Конники сами сквозь решетку подняли крючок и въехали в сад, похлестывая нагайками по ветвям яблонь. Поравнявшись с хозяином, старший конник опять остановился и грозно сказал:

— Нам известно, что у вас живет коммунист. Запирательство не приведет ни к чему. Ваш возраст и положение не спасут вас от шомполов.

— Никакого коммуниста здесь нет, — сказал Иван Владимирович. — И разговаривать с вами я не имею ни времени, ни желания… Пугать же меня, милостивый государь, поостерегитесь, — заключил он сам довольно-таки грозно, хотя и совсем не знал, чем мог бы подкрепить свою угрозу.

Обступив хозяина, конники начали подталкивать его к дому. Одна из лошадей опрокинула его, и всадники, друг за другом, перепрыгнув через упавшего, поскакали к дому.

Они перерыли весь дом, объехали кругом всего сада и, ничего не найдя, поехали прочь.

— За все ответите! — крикнул Мичурин вдогонку верховым.

Весь дрожа от возмущения, он пошел к своим сеянцам. Конников он больше не видал. Но не явился из города и Николай Петрович — ни в этот день, ни в следующие.

Вскоре мамонтовцы покинули город. Вернулась Красная Армия, и снова на питомнике потекли мирные дни. Однако дела ухудшались. Некому было работать. Мужчины почти все были отвлечены беспрерывной войной, а те, что оставались в городе, предпочитали итти на работу на паровозный завод, в депо, на железную дорогу. Кропотливая, трудная работа в питомнике мало кого прельщала.

Питомнику угрожала нехватка рабочих рук. Николай Петрович так и не вернулся. Старый ученый лишился еще одного друга.

С трудом поспевал теперь следить за деревьями, за всеми сеянцами Иван Владимирович. Их было много — тысячи, десятки тысяч. Каждое деревцо, каждый сеянец имели свою собственную судьбу. Свои, только ему присущие требования к условиям жизни были у каждого деревца. Неженок в питомнике Иван Владимирович не терпел, но ни один гибрид не забрасывал без призора, с каждым работал до конца, до тех пор, пока не получит положительного результата.

Надвигалась настоящая старость — шестьдесят пять лет жизни было уже за плечами. Впереди каждый год мог оказаться последним.

Сад, однако, продолжал жить своей жизнью, продолжал требовать внимания и труда.

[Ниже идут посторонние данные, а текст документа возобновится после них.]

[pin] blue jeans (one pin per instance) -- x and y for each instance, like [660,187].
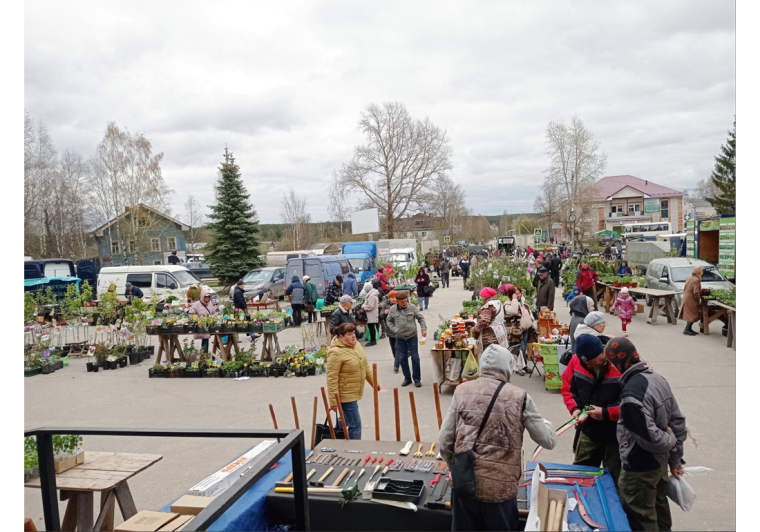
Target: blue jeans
[353,419]
[405,348]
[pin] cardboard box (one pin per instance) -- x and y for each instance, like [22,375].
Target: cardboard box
[225,477]
[146,521]
[540,499]
[68,463]
[190,504]
[177,524]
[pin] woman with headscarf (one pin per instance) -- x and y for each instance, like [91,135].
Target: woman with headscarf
[203,307]
[690,301]
[490,323]
[579,307]
[423,281]
[518,312]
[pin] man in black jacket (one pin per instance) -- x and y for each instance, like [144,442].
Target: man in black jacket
[238,298]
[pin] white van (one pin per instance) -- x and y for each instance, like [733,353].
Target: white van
[158,280]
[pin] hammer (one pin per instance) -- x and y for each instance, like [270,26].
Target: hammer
[287,482]
[321,482]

Чтобы окончательно закрепить устойчивость молодой яблони Бельфлер-китайки, Мичурин нарезал с нее черенков и привил их в крону двадцатилетней Антоновки полуторафунтовой. Опыт был ответственный, с важным замыслом. Богатая листва дерева-хозяина могла оказать на жильца-нахлебника влияние более сильное, чем нужно. Но Ивану Владимировичу было интересно узнать, не увеличатся ли еще более плоды Бельфлер-китайки в сожительстве с огромными яблоками полуторафунтовки. Результат не заставил долго себя ждать.

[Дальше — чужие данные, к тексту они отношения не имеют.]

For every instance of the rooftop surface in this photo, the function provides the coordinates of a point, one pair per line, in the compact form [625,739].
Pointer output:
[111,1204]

Через два года на привитой ветке Бельфлера повисли огромные, светлопалевые шары с яркокрасной штриховкой и крапинками. Но белоснежная мелкозернистая мякоть с легкой пряностью вкуса осталась без всякого изменения. Антоновка полуторафунтовая успешно выполнила роль «ментора» в заданном направлении.

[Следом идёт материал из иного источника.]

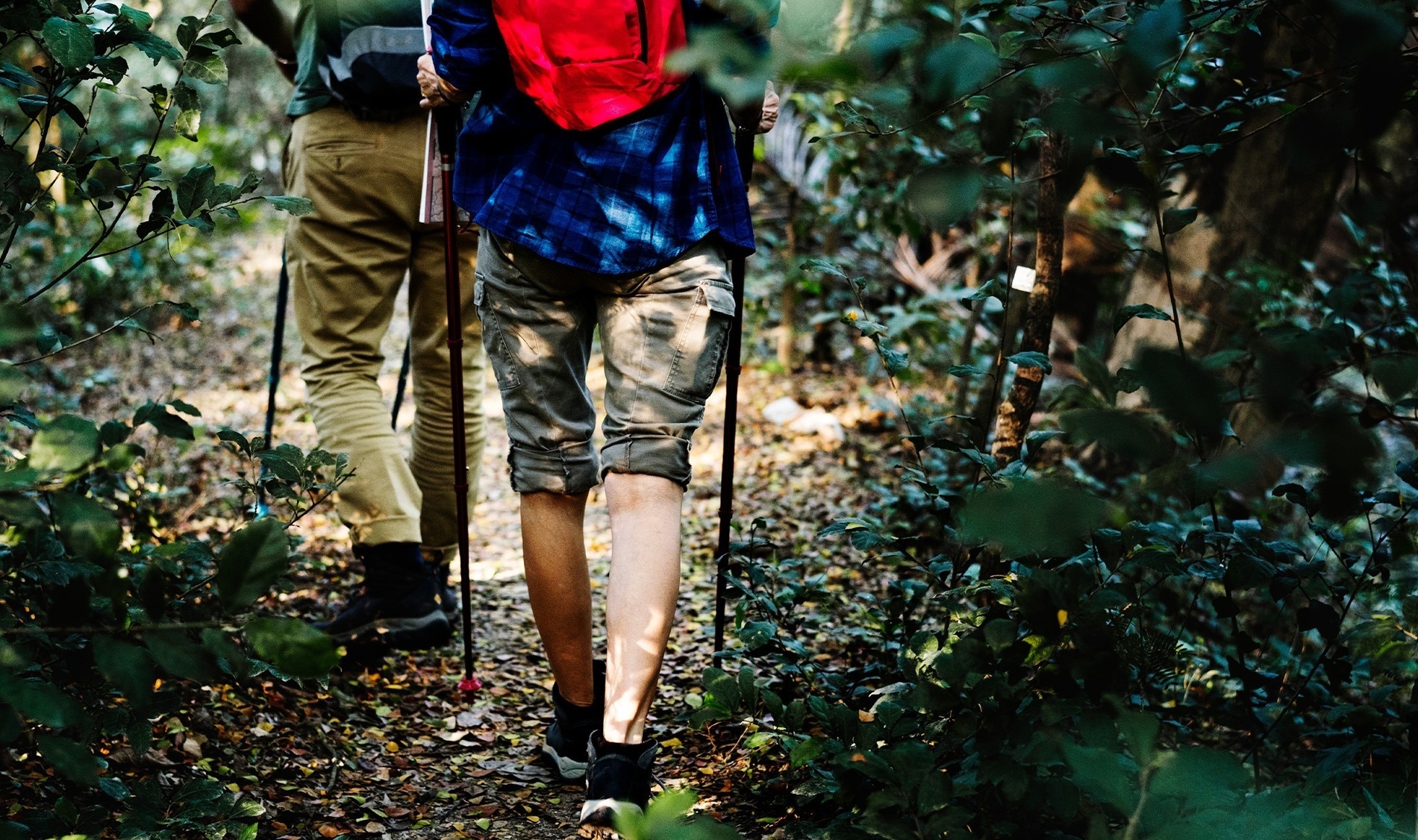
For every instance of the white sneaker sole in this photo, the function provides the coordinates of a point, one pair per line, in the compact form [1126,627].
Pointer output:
[396,625]
[602,809]
[569,768]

Кандиль-китайка тоже из года в год увеличивала свои плоды. Они доходили уже весом до полуфунта, а по форме приближались все больше и больше к Кандиль-синапу. Желтые, с разлитым румянцем, они были обтянуты плотной гладкой кожицей, не боящейся грибных паразитов. «Ментор» опять выручил, помог и в этом случае.

Лето 1919 года было буревое. Словно с цепи сорвались ветры равнины. Они бесновались над городом, сталкивались, сшибались в садовых куртинах и нагромождали горами облака…

Но гордо стоял в саду любимец мастера — молодой Пепин шафранный. Он тоже был потомок Китайки. Двенадцать лет подряд следил Иван Владимирович, как выравнивается в стройное кудрявое деревцо этот замечательный сеянец. Еще в девятьсот седьмом году был опылен тепличный барич Ренет орлеанский пыльцой гибридного сеянца между Китайкой и Пепином английским.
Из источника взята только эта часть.